Al suo risveglio non ricordava nulla.

Prima di farsi prendere dall'agitazione, i medici avevano avvertito i suoi genitori. E uno specialista del reparto l'aveva aiutato a riadattarsi al mondo che credeva di aver lasciato per sempre. Grazie alle cure necessarie e alla forza di volontà dimostrata, Jungkook era stato rilasciato in fretta, pronto a ritornare alla vita di prima, ma senza alcuna speranza di recuperare qualche ricordo precedente all'incidente. Lui stesso ci aveva provato e riprovato, fino a lasciar perdere.

Secondo il parere dei medici, il solo fatto che potesse tornare a respirare regolarmente senza l'aiuto di una macchina poteva essere considerato un miracolo. Doveva sentirsi davvero fortunato.

«Jungkook, respira.»

Eppure, fortunato non lo era. Perché ciò che si era lasciato alle spalle quella notte sembrasse volerlo tormentare.

L'ossigeno tornò a circolare nelle vene, ristabilendo la ponderazione perduta. Si era ritrovato a combattere contro l'ombra di se stesso, senza conoscere lo schema. Per poco non ci rimetteva il cuore. Dopo aver portato in avanti il busto, scosso da tremori incontrollati, avvertì le pulsazioni alle orecchie diventare frenetiche.

Cercò di regolarizzare il battito, mentre gocce di sudore freddo scendevano giù per le sue tempie. Era stato orribile.

«Hoseok.»si girò di scatto nella sua direzione, cercando un qualsiasi tipo di rassicurazioni.

Jungkook ignorava quanto tormento stesse provando lo specialista davanti a sé. Non si trattava di mentire, solo che con gli anni aveva perfezionato la tecnica. Vederlo riverso in quelle condizioni, Jung aveva avuto una strana sensazione al riguardo. Come se, in qualche modo, se l'aspettasse.

«Sono qui.»

«Per quanto tempo sono rimasto incosciente?»domandò noncurante delle sue condizioni.

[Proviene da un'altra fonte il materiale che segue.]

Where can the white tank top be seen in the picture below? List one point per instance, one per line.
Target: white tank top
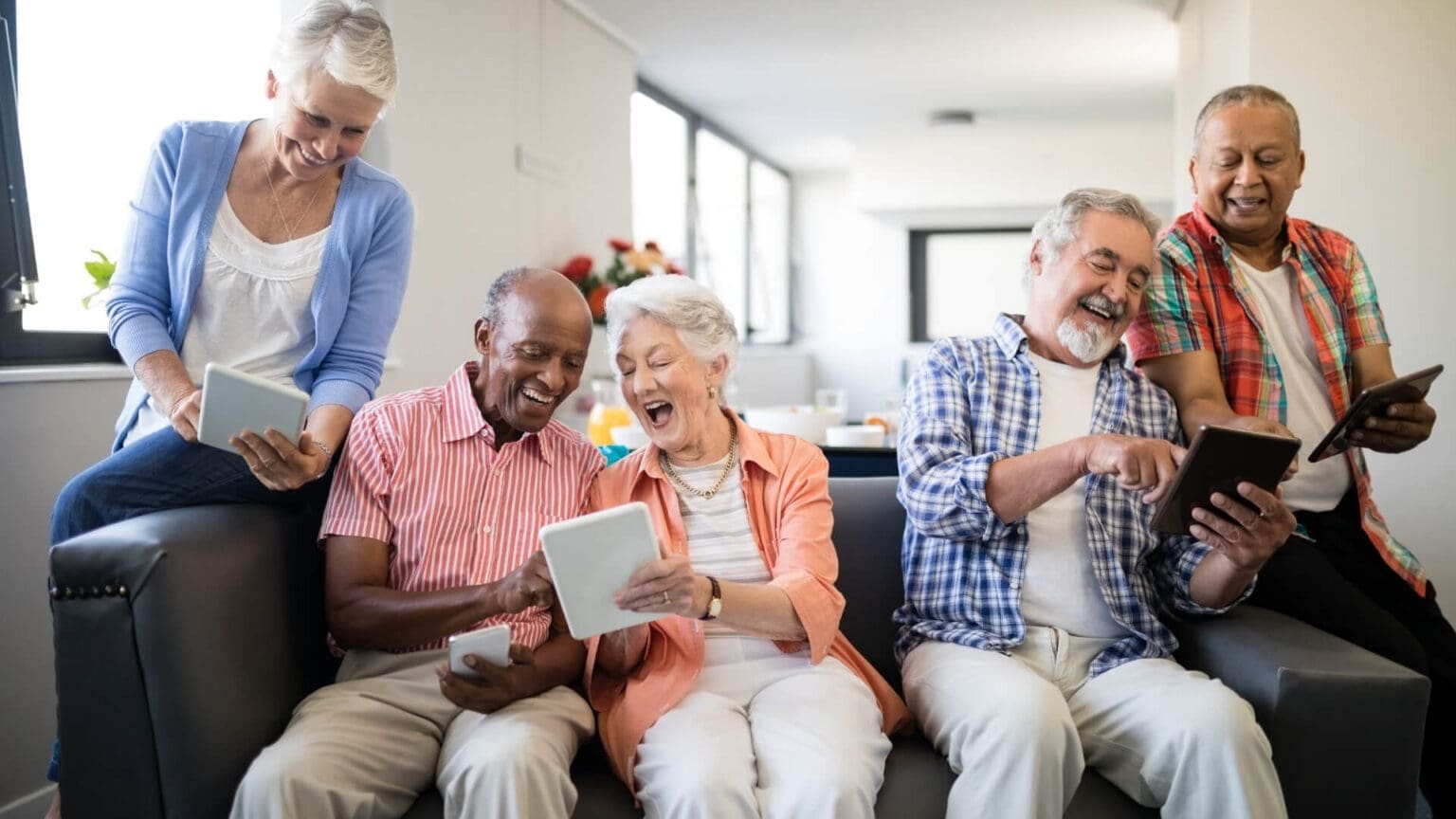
(250, 309)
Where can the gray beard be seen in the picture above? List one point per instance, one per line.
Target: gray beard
(1088, 346)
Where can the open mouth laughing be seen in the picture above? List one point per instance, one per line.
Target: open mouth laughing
(537, 398)
(659, 412)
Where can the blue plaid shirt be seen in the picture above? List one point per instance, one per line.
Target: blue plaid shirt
(973, 403)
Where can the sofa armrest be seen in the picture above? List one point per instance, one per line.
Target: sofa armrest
(1346, 724)
(184, 639)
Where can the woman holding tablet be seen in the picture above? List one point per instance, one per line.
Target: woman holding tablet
(271, 248)
(750, 701)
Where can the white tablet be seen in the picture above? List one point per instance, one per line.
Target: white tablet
(592, 557)
(235, 401)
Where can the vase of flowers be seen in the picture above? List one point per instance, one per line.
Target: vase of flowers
(628, 264)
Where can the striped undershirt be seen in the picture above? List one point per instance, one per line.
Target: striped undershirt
(719, 541)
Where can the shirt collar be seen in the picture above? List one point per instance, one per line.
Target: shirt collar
(464, 420)
(1010, 338)
(752, 449)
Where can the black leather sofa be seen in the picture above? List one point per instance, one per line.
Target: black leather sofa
(184, 640)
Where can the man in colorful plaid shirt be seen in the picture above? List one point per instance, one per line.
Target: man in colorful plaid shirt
(1031, 640)
(1270, 322)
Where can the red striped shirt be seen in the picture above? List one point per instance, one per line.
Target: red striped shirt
(421, 472)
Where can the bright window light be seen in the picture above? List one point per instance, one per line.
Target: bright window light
(97, 84)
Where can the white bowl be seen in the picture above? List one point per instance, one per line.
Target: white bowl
(800, 420)
(629, 436)
(863, 434)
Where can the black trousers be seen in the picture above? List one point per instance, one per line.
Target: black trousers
(1342, 586)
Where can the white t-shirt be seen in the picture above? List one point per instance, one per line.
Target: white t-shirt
(1060, 588)
(1317, 487)
(250, 309)
(719, 537)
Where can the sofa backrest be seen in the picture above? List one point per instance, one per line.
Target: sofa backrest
(868, 528)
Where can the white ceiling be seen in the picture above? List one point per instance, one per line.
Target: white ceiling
(807, 81)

Jung si era trovato quasi sul punto di chiamare un'ambulanza, dato il pallido aspetto del detective aveva assunto.«Dieci minuti esatti.»lo guardò esterrefatto, mentre quest'ultimo piegò le ginocchia, riacquistando la facoltà di alzarsi e camminare.

Sospirò, come se non fosse successo niente.«Mi aspettavo di peggio.»roteò il collo in senso orario e antiorario, riscaldando i muscoli.

«Hai voglia di scherzare?»lo psicologo non riuscì a tenerselo per sé.

«Perché dici questo?»

«Perché?»sbottò l'uomo, strabuzzando gli occhi.«Hai rischiato un infarto.»

«Ora sto bene.»

«Grazie a Dio.»

«Non farne un dramma.»lo rimbeccò a quel punto il più giovane.

Hoseok premette due dita sulla fronte.«Evidentemente non ti rendi conto della gravità della situazione.»lo riprese, ora con tono più amaro.

«Me ne rendo conto, invece.»

«Cederai prima o poi.»

«Stai esagerando»lo accusò ingiustamente Jungkook.«come tutti gli altri.»

Hoseok non poteva accettare tutta quella testardaggine, ma la discussione venne interrotta da un lieve bussare.

A giudicare dal tocco poco delicato, non poteva che trattarsi di Namjoon.«Scusate l'interruzione»fece quest'ultimo, entrando senza consenso alcuno.«abbiamo ricevuto quella che sembra una soffiata.»Jungkook fu il primo a interrompere il contatto visivo con il dottore, e si concentrò ora su ciò che il suo partner gli stava comunicando.

Benché fosse ancora scosso, fece di tutto per non darlo a vedere, e soprattutto per non concedere la vittoria a Hoseok. Il suo essere testardo gli sarebbe costato caro. Questo lo poteva immaginare perfettamente, ma ormai le cose non poteva cambiarle. Nemmeno volendo.

«Chi è il mittente?»chiese a Namjoon, dandosi una sistemata ai capelli arruffati, e pregò che Hoseok non proferisse parola sull'accaduto.

«Indovina.»

Doveva aspettarselo.

«Dannazione.»continuò a crogiolarsi sul suo apparire vulnerabile, agli occhi di quel pazzo e continuò a pensarlo anche quando aprì la lettera, rivelando il contenuto.

«Corro senza gambe,
Ruggisco senza bocca,
Ho ogni faccia e nessuna testa.
Non son mai fermo e non son mai stanco,
Son condannato ad andar sempre giù,
Io tolgo e porto la vita
Io sono colui che ha ucciso un fiore.»

«E che cazzo vuol dire?»così se ne uscì Namjoon, con tutta la sua grazia.

«Ho la netta impressione che voglia giocare con noi.»

Jung si schiarì la gola, permettendosi d'intervenire.

«Oppure, sta cercando di dirci qualcosa.»

Ma le cose non potevano andare in questo modo; Jungkook conosceva meglio di chiunque altro la prassi.

La polizia non avrebbe mai accettato di abbassarsi a tanto.